The more we learn about the destruction inflicted by the quake, the more severe the economic consequences appear to be, at least in the short term. Noting that the disruption to production in Japan could last longer than originally anticipated, BofA Merrill Lynch downgraded is 2011 GDP growth forecast to 0.9% from 1.5%.Yet, like many economists, the Merrill guys believe the hit will be temporary. The economy, they argue, will come to see a positive boost from post-quake reconstruction, and they upgraded their 2012 growth projection to 2.8% from 2.0%.

That’s promising, but it is not a solution to Japan’s economic problems. Any bump from the rebuilding effort will likely be temporary as well; then I expect Japan will sink back into the malaise it has suffered through for 20 years. Unless, of course, Japan’s political leaders do something about it.

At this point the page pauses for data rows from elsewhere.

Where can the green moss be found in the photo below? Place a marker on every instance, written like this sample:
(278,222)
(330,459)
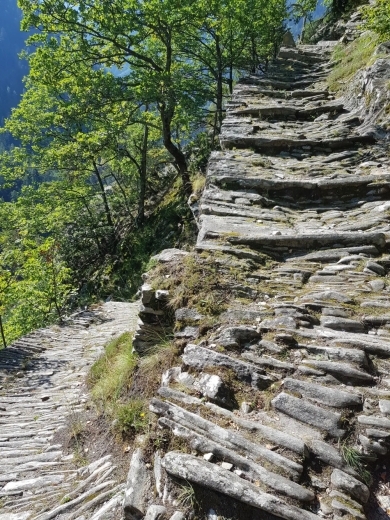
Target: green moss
(351,58)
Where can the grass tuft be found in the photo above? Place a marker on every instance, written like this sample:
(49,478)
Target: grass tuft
(354,459)
(351,58)
(112,372)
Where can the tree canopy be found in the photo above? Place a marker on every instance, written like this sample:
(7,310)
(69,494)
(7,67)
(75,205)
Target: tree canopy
(122,105)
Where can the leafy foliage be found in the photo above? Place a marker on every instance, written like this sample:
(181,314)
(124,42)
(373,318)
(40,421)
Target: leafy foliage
(377,18)
(124,100)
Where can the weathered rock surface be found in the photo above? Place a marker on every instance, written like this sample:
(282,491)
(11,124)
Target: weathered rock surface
(303,178)
(39,481)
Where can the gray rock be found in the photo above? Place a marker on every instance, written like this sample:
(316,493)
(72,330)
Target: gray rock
(384,406)
(350,485)
(188,315)
(323,394)
(162,295)
(342,371)
(268,362)
(273,435)
(177,515)
(340,354)
(372,420)
(138,487)
(155,513)
(371,447)
(200,358)
(377,285)
(377,434)
(214,477)
(213,387)
(280,322)
(147,294)
(344,509)
(373,266)
(331,456)
(227,438)
(271,346)
(343,324)
(170,254)
(328,295)
(308,413)
(236,336)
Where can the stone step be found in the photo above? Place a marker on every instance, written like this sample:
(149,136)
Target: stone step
(229,439)
(211,476)
(310,414)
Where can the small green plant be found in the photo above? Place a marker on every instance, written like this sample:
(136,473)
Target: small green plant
(351,58)
(112,372)
(187,496)
(354,459)
(131,416)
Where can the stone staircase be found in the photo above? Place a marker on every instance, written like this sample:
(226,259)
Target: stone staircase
(299,180)
(42,391)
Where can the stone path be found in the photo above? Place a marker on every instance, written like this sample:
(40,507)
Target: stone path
(41,378)
(299,179)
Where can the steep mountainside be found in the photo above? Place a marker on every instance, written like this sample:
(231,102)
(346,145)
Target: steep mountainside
(262,355)
(12,68)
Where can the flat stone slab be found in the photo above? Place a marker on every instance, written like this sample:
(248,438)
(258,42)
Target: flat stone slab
(309,414)
(200,358)
(342,371)
(323,394)
(211,476)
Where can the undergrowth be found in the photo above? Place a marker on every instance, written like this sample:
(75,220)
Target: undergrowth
(354,459)
(199,282)
(351,58)
(121,382)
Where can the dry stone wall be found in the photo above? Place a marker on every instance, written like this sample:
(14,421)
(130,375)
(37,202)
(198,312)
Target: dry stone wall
(302,179)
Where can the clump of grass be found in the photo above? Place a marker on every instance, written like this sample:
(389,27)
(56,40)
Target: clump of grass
(198,183)
(198,282)
(187,496)
(112,373)
(131,417)
(354,459)
(351,58)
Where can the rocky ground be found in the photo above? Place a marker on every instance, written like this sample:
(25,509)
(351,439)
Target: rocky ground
(279,403)
(283,401)
(43,394)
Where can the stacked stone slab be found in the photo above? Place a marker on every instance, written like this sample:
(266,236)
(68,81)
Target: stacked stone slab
(300,180)
(42,393)
(153,319)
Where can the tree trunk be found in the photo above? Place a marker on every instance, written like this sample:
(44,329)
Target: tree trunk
(303,29)
(2,332)
(167,111)
(230,80)
(142,175)
(181,162)
(253,55)
(219,82)
(105,201)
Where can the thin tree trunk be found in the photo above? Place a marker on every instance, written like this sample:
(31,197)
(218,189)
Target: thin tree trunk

I’ve argued before that the reason behind Japan’s Lost Decades is an unwillingness to change an economic model that has become mismatched with the realities of Japan’s position in the global economy. Just as in the 1970s, policymakers remain devoted to exports driven, if possible, by a cheap yen, while doing little to tap growth in the domestic economy. That may have worked when Japan was a developing nation, but now, with costs high and competition from China and rest of Asia intensifying, Japan needs to find more varied sources of growth. But entrepreneurship remains stifled by bureaucratic red tape; consumers are prodded to save, not spend, in part by an uncertain social safety net; fear of opening the local market keeps the country at arm’s length from a high-growth Asia. Instead of undertaking the reforms necessary, Japan has chosen to pump up fiscal policy to keep the economy puttering on while ignoring hard decisions. The result is the highest government debt to GDP ratio in the developed world, at 200%, and rising concerns about a looming fiscal crisis.

There is little doubt in my mind that Japan will experience political convulsions from the quake and its aftermath, as Auslin suggests. Prime Minister Naoto Kan was already likely on his way out before the quake; if he knocked the response to the catastrophe out of the ballpark, he might have strengthened his administration. But there have been enough fumbles, especially in regard to the nuclear fiasco, that I can’t imagine he’s saved his job. That likely means a new PM (who would be the third since the Democratic Party of Japan took office in 2009), or perhaps a fresh general election. My guess is that the new leadership, whoever it might be, will face even louder demands for change from a voting public sick and tired of political inaction.

But will that lead finally to economic reform? If the quake ushers in a fresh political lineup with new, bold thinking on the future of Japan, then maybe. But I’m more inclined to think just the opposite will prove true. Whoever ends up running Japan might be incentivized to maintain the country’s economic model just how it is.

Why is that? The country’s leaders, desperate to stimulate growth through this time of crisis, are more likely to favor old methods than try new, potentially risky, policies. Japanese policymakers like to create growth through a cheap yen and fiscal spending, and there is no indication that will change. Facing the need to rebuild infrastructure, the government will be able to boost growth with the budget, allowing the continued postponement of tough choices on reform. And the reconstruction effort will be another excuse to push off any serious action on the country’s feeble finances, even as state debt will continue to mount. Even more, will the country’s politicians be willing to implement policies that could dramatically alter the lives of a public already traumatized by the quake? For example, the government must confront the fierce opposition of farmers to free-trade policies in order to integrate more with Asia and liberalize the economy. Is that a politically dangerous battle the government will want to take on after farmers got hit by the tsunami?

This is, admittedly, wild speculation, and perhaps my view is overly cynical. My fear, though, is that Japan will use the current crisis as yet another reason to delay reform rather than embrace it.